The researchers analyzed water from the creeks where salmon were dying. All of the samples contained a chemical signature associated with tire wear, but these particles contain hundreds of different chemicals. In a separate study, Professor McIntyre had already confirmed that a solution made from tire wear particles was highly toxic to salmon.

Using lab tests, the experts narrowed the culprit down to just a few chemicals, including one that appeared to dominate the mixture but did not match anything known.

“There were periods last year when we thought we might not be able to get this identified. We knew that the chemical that we thought was toxic had 18 carbons, 22 hydrogens, two nitrogens and two oxygens. And we kept trying to figure out what it was,” said study lead author Zhenyu Tian, a research scientist of UW Tacoma. “Then one day in December, it was just like bing! in my mind. The killer chemical might not be a chemical directly added to the tire, but something related.”

Tian searched a list of chemicals known to be in tire rubber and pinpointed 6PPD, which is used to keep tires from breaking down too quickly. “It’s like a preservative for tires. Similar to how food preservatives keep food from spoiling too quickly, 6PPD helps tires last by protecting them from ground-level ozone.”

According to the researchers, when 6PPD reacts with ozone, it is transformed into multiple chemicals. These include 6PPD-quinone, which is the toxic chemical that is responsible for killing coho salmon.

The researchers tested roadway runoff from Los Angeles and in urban creeks near San Francisco. They found that 6PPD-quinone was present there as well. This is not surprising, said the experts, because 6PPD appears to be used in all tires and tire wear particles are likely present in creeks near busy roads across the world.

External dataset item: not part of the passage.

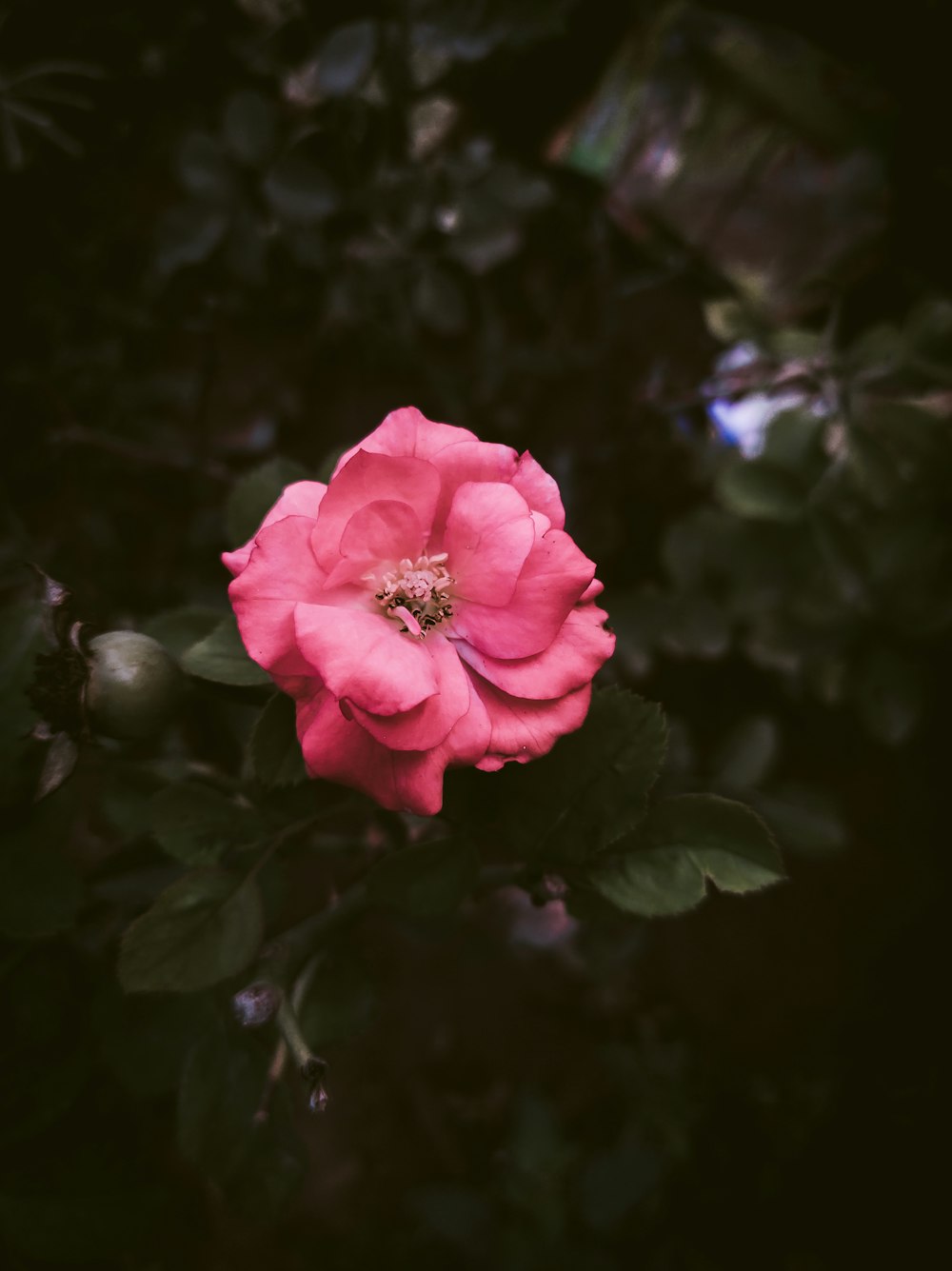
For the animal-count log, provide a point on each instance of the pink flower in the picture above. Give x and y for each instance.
(425, 609)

“How does this quinone lead to toxicity in coho? Why are other species of salmon, such as chum salmon, so much less sensitive?” said McIntyre. “We have a lot to learn about which other species are sensitive to stormwater or 6PPD-quinone within, as well as outside, of the Puget Sound region.”

“Tires need these preservative chemicals to make them last,” said Professor Kolodziej. “It’s just a question of which chemicals are a good fit for that and then carefully evaluating their safety for humans, aquatic organisms, etc. We’re not sure what alternative chemical we would recommend, but we do know that chemists are really smart and have many tools in their toolboxes to figure out a safer chemical alternative.”

The study is published in the journal Science.